It has been a fun, humbling, rocky, wonderful first semester of teaching. My students taught me so much and laughter helped pave a lot of the bumps in the road. Here are but a few stories.
From the first day, one student in particular would always stay after class to talk and his quotes and commentary on life were simply hilarious. Students themselves were my best teaching tool, so at my request he would sometimes offer me suggestions and then proceed to tell me, “But Teacher Anna, you’re the man!” This same delightfully quirky student would always bow to me before leaving. Traditional ancient China still lives on.
Sometimes language can cause funny situations. I had one student who came to me to tell me that another student would not be in class for several weeks because “she broke her ass.” Um, what? And what do you say to said student when she returns? Asking them about their rear end just doesn’t seem appropriate.
Texting students is also a normal, great, and efficient means of communication. Until in your haste you accidentally send a winky face instead of a smiley face to one of your young male students. It’s amazing how one little emoticon can change the whole meaning of “Nice to meet you too!”
One time I gave students an assignment to finish as homework and told them they were welcome to go ahead and leave whenever they were finished. They sat and stared at me. About five minutes later, I repeated the same thing. They still sat and stared at me. Finally when the bell rang I repeated my directions and asked if they understand and they vigorously nodded. It made me want to sing Semisonic’s “closing time, you don’t have to go home but you can’t stay here.”
Because I taught all freshman this semester, their general shyness and lack of confidence in English made it sometimes difficult to truly forge connections. However, one of my student would frequently stay after my class ended at 6:10 (my stomach was always growling at that point) to talk for a little bit.
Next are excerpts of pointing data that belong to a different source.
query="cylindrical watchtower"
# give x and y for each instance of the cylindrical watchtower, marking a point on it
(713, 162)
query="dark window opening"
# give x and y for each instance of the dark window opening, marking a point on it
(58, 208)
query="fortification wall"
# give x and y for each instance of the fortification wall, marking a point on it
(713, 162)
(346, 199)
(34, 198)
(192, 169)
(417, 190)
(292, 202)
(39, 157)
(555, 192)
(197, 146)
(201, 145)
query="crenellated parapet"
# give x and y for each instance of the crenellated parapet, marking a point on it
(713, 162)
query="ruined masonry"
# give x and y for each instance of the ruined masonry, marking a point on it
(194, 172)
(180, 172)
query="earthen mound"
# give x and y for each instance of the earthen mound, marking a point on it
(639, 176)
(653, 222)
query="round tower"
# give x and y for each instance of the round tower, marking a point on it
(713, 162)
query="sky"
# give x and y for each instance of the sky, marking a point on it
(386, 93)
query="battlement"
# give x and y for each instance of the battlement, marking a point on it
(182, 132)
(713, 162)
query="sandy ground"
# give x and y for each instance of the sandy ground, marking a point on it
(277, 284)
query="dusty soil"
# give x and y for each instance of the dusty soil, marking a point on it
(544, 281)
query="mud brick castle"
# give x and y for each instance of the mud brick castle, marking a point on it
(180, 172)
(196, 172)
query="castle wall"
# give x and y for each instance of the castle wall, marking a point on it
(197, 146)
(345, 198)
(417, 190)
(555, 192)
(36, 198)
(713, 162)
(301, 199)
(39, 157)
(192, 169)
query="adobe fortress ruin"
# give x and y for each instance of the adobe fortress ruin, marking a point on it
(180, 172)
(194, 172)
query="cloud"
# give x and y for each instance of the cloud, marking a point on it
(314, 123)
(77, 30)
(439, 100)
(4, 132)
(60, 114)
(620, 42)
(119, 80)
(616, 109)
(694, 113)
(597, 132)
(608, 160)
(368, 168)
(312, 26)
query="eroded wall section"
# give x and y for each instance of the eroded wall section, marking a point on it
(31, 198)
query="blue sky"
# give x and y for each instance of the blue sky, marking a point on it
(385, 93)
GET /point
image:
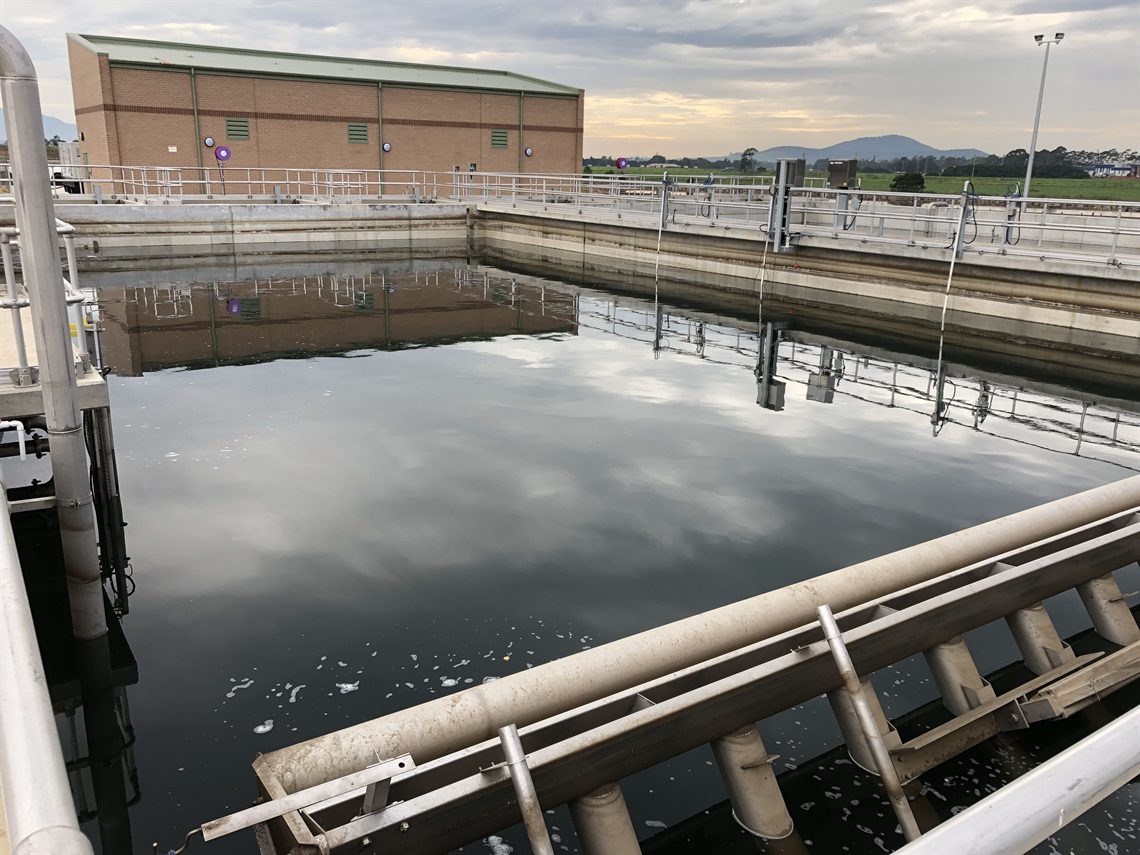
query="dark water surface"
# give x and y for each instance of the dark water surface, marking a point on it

This same student had the curse of technology trouble when she was trying to do a presentation for class. When she stayed after, she began crying and could not be comforted despite numerously assuring her that I was not at all upset, her grade would not be affected, and we would come up with a solution. Trying to move past somewhat of a language barrier and see if there was something else provoking this onslaught of tears, I asked if she had been very busy the past week. She then proceeded to tell me about a party she had gone to where the boys drank a lot and she drank some. A teaching moment, but where do you go with that statement? I thought she was going to tell me about test woes not weekend activities.
For Thanksgiving, I asked students what they knew about the holiday. Chinese students have some difficulty pronouncing the ‘th’ sound and often make a ‘s’ sound instead, so when one student responded with ‘thanks’ I heard ‘sex.’ “Anna, get your mind out of the gutter!” some of you might be thinking but my mind started to instantly race with how to delicately correct him…maybe he’s confused this with Valentine’s Day….fortunately he repeated himself twice and I heard “thanks” the second time around.
Also, I would highly recommend investing 20 seconds of class time to show your students the “Scary Car Commericial” YouTube video. If nothing else, it will liven them up for bit.
Another time I got a Chinese student to text my class group in Chinese on my phone pretending to be me. Maybe not the most professional move but certainly a fun one.
Teaching Chinese students has been a wonderful mix of teaching adults (well kinda) who have childish delight simply because you are a foreigner and therefore new and exotic. Don’t get me wrong, Chinese students still show up late for class, text in class, cheat in class, and fall asleep in class, foreign teacher or not. Yet the awe factor that comes from having blue eyes and very pale skin makes it unique teaching experience.